Glencore shareholders dump chairman Bond
John Bond, the chairman of Glencore Xstrata, the world's largest exporter of power-station coal, was deposed by his shareholders yesterday, with the former chief executive of BP, Tony Hayward, appointed as interim chairman in his place.
Bond stepped down at the start of Glencore's annual meeting in Zug, Switzerland, saying he did not have enough support.
Shareholders voted 80.85 per cent against his selection, Glencore said in a statement later. The company is seeking candidates and consulting with major external shareholders, and Hayward will step down once a replacement is found, it said.
Glencore halted trading on the Hong Kong stock exchange yesterday, before the annual meeting in Switzerland
Glencore completed the US$29 billion acquisition of Xstrata this month to create the world's fourth-biggest mining company, with a market value of about US$68 billion.
The ousting of Bond and fellow director Steve Robson, who also announced he was quitting yesterday, adds to a list of Xstrata executives who departed in recent months as the completion of the takeover neared.
Bond, 71, formerly the chairman of Xstrata, and chairman of HSBC until 2006, said in November that he would not take on the role of chairman of the combined company as planned and would leave once the board created by Glencore's takeover of Xstrata found a replacement.
Yesterday Glencore shareholders also rejected former Xstrata board members Ian Strachan, Con Fauconnier and Peter Hooley as directors. The remuneration report was passed, with 22 per cent opposed.
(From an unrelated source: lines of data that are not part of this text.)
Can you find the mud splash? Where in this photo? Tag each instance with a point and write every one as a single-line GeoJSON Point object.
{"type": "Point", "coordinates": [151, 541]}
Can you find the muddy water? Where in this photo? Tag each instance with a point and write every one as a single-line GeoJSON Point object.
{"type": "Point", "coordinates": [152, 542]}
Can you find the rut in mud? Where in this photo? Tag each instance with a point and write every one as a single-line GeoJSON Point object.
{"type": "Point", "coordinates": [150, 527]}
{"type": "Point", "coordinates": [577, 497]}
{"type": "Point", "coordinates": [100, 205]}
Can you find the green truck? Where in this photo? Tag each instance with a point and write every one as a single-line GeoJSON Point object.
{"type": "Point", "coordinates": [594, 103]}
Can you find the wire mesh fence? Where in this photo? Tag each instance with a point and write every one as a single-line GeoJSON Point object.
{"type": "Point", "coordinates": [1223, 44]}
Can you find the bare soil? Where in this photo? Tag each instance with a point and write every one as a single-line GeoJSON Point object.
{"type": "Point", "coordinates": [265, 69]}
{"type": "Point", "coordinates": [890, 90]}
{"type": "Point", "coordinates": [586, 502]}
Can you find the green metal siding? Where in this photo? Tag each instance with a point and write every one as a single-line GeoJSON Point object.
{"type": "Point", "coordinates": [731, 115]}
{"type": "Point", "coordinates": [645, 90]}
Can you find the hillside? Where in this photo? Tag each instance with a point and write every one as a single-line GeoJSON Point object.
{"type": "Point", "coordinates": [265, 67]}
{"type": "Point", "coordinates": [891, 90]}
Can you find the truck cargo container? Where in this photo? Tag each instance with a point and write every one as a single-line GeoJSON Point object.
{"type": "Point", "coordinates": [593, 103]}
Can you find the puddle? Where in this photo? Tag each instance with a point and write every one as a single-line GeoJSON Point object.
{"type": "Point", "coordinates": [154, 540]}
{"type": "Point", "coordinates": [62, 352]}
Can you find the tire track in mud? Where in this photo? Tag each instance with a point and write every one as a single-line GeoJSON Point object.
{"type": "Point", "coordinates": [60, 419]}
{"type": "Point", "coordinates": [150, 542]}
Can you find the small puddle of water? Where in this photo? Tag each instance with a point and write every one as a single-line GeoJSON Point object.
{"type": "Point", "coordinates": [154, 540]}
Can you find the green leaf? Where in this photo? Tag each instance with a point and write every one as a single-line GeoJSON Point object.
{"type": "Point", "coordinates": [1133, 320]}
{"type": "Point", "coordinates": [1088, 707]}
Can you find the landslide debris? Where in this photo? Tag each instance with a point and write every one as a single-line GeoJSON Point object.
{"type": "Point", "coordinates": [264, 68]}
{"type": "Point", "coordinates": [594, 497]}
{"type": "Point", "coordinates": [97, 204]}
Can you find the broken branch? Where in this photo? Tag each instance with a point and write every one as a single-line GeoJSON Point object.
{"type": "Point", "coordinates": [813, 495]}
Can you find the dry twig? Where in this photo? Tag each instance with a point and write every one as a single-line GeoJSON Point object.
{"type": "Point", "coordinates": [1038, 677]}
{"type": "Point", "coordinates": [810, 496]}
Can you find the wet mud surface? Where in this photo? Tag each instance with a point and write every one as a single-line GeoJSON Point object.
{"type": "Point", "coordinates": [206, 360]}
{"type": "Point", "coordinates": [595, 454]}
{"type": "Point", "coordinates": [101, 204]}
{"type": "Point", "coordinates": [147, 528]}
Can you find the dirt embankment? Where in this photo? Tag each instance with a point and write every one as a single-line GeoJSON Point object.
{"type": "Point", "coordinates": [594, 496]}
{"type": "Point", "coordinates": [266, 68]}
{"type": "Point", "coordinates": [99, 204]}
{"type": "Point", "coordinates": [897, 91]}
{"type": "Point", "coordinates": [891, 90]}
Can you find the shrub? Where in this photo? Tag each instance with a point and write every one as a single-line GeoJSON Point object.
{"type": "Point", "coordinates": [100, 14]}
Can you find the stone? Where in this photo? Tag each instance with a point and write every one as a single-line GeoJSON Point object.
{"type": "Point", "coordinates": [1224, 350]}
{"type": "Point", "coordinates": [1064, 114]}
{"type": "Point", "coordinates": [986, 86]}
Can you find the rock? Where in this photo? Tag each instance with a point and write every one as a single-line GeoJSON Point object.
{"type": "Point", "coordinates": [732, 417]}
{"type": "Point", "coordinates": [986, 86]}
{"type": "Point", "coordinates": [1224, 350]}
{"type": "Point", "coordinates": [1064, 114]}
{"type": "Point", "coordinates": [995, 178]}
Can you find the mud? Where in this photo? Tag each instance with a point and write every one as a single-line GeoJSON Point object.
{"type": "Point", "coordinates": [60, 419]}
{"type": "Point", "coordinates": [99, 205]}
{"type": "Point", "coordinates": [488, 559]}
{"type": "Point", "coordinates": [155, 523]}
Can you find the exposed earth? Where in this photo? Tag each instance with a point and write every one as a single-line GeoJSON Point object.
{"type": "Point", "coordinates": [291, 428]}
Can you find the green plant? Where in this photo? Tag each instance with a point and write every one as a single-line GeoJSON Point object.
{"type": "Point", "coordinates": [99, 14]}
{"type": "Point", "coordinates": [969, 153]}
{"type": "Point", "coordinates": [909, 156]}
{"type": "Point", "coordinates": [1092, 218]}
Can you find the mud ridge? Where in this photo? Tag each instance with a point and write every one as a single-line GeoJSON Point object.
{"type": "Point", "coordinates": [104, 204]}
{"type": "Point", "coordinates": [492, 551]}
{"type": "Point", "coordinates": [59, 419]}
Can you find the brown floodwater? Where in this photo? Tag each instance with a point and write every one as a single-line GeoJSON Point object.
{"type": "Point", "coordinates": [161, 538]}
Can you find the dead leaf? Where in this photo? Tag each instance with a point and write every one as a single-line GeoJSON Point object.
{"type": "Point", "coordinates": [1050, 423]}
Glencore, based in Baar, Switzerland, the largest publicly traded commodities supplier, may consider a listing of shares in Switzerland, chief executive Ivan Glasenberg told the meeting yesterday.
Hayward, 55, is the chief executive of Genel Energy, the largest oil producer in Iraq's Kurdish region.
He resigned from BP, Europe's second-biggest energy company, in October 2010 after the Gulf of Mexico disaster. The Macondo well exploded on April 20, 2010, killing 11 workers on the Deepwater Horizon oil platform and unleashing the worst offshore oil spill in US history.
Bond announced his intention to resign after investors defied the Xstrata board's recommendation for approval of a £144 million package in retention bonuses for 70 Xstrata managers.